(a) Except as provided in subdivision (b), for the purpose of this section, a self-dealing transaction means a transaction to which the corporation is a party and in which one or more of its directors has a material financial interest and which does not meet the requirements of paragraph (1), (2), or (3) of subdivision (d). Such a director is an “interested director” for the purpose of this section.
(b) The provisions of this section do not apply to any of the following:
(1) An action of the board fixing the compensation of a director as a director or officer of the corporation.
(2) A transaction which is part of a public or charitable program of the corporation if it: (i) is approved or authorized by the corporation in good faith and without unjustified favoritism; and (ii) results in a benefit to one or more directors or their families because they are in the class of persons intended to be benefited by the public or charitable program.
(3) A transaction, of which the interested director or directors have no actual knowledge, and which does not exceed the lesser of 1 percent of the gross receipts of the corporation for the preceding fiscal year or one hundred thousand dollars ($100,000).
(c) The Attorney General or, if the Attorney General is joined as an indispensable party, any of the following may bring an action in the superior court of the proper county for the remedies specified in subdivision (h):
(1) The corporation, or a member asserting the right in the name of the corporation pursuant to Section 5710.
(2) A director of the corporation.
(3) An officer of the corporation.
(4) Any person granted realtor status by the Attorney General.
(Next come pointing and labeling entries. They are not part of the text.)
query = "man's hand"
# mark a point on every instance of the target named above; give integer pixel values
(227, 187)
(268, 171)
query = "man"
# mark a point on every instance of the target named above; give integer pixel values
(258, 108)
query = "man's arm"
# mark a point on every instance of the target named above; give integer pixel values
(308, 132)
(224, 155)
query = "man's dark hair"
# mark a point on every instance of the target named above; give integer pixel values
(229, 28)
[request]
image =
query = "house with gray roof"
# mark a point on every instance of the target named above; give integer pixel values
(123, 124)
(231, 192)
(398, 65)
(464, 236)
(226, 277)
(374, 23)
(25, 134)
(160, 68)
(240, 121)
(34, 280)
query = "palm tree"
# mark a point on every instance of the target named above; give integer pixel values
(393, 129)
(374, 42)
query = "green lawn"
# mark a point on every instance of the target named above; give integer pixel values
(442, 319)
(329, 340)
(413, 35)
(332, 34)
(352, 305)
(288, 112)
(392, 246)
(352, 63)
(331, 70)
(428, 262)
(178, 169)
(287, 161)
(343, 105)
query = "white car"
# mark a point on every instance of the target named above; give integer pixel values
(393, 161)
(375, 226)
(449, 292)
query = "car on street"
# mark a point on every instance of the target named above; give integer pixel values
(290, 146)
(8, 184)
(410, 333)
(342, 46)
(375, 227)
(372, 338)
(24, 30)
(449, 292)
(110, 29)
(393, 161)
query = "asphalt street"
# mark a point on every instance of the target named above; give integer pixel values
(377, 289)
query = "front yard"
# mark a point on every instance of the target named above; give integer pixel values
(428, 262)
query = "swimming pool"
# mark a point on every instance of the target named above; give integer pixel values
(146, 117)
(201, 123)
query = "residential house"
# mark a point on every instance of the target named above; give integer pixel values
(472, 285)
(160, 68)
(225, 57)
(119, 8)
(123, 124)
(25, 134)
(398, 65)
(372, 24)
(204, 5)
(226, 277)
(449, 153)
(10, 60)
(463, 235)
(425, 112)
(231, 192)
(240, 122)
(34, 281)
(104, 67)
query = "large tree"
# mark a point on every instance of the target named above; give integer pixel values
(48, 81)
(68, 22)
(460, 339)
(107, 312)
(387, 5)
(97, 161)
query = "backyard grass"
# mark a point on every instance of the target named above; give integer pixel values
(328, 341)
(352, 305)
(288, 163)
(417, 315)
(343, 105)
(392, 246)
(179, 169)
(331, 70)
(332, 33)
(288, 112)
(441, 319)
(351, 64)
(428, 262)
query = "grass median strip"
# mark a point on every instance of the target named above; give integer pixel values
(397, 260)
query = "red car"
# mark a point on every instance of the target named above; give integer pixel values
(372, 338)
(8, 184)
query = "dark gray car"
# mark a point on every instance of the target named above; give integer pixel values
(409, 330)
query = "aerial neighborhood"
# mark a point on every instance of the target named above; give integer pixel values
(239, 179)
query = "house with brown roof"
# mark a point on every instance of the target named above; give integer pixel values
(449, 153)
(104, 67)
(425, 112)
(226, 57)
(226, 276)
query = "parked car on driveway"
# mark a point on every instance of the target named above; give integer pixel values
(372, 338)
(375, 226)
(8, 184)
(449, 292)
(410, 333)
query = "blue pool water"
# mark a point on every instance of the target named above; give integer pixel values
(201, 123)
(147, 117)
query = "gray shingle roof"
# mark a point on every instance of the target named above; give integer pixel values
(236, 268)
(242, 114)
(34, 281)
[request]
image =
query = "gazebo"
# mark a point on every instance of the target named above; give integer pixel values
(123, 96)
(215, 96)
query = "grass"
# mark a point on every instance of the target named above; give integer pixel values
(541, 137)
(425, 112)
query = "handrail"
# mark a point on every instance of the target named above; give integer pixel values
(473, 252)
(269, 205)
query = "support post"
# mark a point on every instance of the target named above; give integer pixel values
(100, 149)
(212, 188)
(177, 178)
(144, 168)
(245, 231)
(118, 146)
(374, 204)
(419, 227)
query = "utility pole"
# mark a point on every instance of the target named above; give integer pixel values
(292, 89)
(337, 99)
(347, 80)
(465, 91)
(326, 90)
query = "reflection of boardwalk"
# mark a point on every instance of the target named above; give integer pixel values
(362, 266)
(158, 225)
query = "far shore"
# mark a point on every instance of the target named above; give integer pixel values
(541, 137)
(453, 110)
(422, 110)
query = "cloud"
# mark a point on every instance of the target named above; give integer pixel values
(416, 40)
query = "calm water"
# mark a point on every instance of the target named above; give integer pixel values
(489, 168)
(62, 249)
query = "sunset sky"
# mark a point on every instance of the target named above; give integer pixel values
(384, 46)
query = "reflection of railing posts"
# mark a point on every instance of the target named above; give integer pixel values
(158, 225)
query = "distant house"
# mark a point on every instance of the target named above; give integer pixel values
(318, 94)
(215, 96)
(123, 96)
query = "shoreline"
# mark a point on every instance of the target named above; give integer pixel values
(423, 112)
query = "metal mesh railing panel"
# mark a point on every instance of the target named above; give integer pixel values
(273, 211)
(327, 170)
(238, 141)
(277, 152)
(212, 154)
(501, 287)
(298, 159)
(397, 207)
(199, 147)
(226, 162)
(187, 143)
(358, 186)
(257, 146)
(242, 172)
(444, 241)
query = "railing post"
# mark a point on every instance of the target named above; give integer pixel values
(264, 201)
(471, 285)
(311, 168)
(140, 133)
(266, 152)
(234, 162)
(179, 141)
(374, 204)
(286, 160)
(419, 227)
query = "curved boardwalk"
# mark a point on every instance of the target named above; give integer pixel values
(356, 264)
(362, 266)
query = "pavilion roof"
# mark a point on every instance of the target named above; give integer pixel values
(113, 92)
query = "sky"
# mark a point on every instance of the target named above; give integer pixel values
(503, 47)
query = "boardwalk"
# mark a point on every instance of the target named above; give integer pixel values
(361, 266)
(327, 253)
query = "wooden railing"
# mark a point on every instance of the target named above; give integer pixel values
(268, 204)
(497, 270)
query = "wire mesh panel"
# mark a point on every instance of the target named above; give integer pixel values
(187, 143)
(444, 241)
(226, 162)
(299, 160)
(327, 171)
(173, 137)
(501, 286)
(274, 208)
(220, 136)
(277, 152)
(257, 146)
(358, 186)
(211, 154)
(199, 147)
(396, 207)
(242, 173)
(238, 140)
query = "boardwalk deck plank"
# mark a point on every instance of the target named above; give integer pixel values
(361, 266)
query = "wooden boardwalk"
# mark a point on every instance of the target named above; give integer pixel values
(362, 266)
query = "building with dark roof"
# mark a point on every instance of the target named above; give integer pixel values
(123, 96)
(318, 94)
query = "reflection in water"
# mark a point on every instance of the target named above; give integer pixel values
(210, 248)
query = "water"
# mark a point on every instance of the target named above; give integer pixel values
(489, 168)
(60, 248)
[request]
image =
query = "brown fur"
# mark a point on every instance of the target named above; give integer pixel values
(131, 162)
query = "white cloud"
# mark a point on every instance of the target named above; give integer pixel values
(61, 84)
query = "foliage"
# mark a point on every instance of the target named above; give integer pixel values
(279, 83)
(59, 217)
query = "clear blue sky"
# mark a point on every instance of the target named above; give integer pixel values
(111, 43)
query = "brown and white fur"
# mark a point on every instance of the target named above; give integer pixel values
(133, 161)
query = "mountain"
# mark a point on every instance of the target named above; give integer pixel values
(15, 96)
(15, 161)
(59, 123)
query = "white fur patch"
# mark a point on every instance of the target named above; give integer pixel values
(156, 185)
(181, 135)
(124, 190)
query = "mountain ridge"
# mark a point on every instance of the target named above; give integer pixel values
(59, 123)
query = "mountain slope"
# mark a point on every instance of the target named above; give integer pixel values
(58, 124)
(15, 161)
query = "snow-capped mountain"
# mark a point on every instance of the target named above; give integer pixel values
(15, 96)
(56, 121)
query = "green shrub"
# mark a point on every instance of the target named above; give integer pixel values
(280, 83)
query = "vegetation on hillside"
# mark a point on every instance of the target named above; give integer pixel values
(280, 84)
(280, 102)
(d) In any action brought under subdivision (c) the remedies specified in subdivision (h) shall not be granted if:
(1) The Attorney General, or the court in an action in which the Attorney General is an indispensable party, has approved the transaction before or after it was consummated; or
(2) The following facts are established:
(A) The corporation entered into the transaction for its own benefit;
(B) The transaction was fair and reasonable as to the corporation at the time the corporation entered into the transaction;
(C) Prior to consummating the transaction or any part thereof the board authorized or approved the transaction in good faith by a vote of a majority of the directors then in office without counting the vote of the interested director or directors, and with knowledge of the material facts concerning the transaction and the director’s interest in the transaction. Except as provided in paragraph (3) of this subdivision, action by a committee of the board shall not satisfy this paragraph; and
(D) (i) Prior to authorizing or approving the transaction the board considered and in good faith determined after reasonable investigation under the circumstances that the corporation could not have obtained a more advantageous arrangement with reasonable effort under the circumstances or (ii) the corporation in fact could not have obtained a more advantageous arrangement with reasonable effort under the circumstances; or
(3) The following facts are established:
(A) A committee or person authorized by the board approved the transaction in a manner consistent with the standards set forth in paragraph (2) of this subdivision;
(B) It was not reasonably practicable to obtain approval of the board prior to entering into the transaction; and
(C) The board, after determining in good faith that the conditions of subparagraphs (A) and (B) of this paragraph were satisfied, ratified the transaction at its next meeting by a vote of the majority of the directors then in office without counting the vote of the interested director or directors.
(e) Except as provided in subdivision (f), an action under subdivision (c) must be filed within two years after written notice setting forth the material facts of the transaction and the director’ s interest in the transaction is filed with the Attorney General in accordance with such regulations, if any, as the Attorney General may adopt or, if no such notice is filed, within three years after the transaction occurred, except for the Attorney General, who shall have 10 years after the transaction occurred within which to file an action.
(f) In any action for breach of an obligation of the corporation owed to an interested director, where the obligation arises from a self-dealing transaction which has not been approved as provided in subdivision (d), the court may, by way of offset only, make any order authorized by subdivision (h), notwithstanding the expiration of the applicable period specified in subdivision (e).
(g) Interested directors may be counted in determining the presence of a quorum at a meeting of the board which authorizes, approves or ratifies a contract or transaction.
(h) If a self-dealing transaction has taken place, the interested director or directors shall do such things and pay such damages as in the discretion of the court will provide an equitable and fair remedy to the corporation, taking into account any benefit received by the corporation and whether the interested director or directors acted in good faith and with intent to further the best interest of the corporation. Without limiting the generality of the foregoing, the court may order the director to do any or all of the following:
(1) Account for any profits made from such transaction, and pay them to the corporation;
(2) Pay the corporation the value of the use of any of its property used in such transaction; and
(3) Return or replace any property lost to the corporation as a result of such transaction, together with any income or appreciation lost to the corporation by reason of such transaction, or account for any proceeds of sale of such property, and pay the proceeds to the corporation together with interest at the legal rate. The court may award prejudgment interest to the extent allowed in Section 3287 or 3288 of the Civil Code. In addition, the court may, in its discretion, grant exemplary damages for a fraudulent or malicious violation of this section.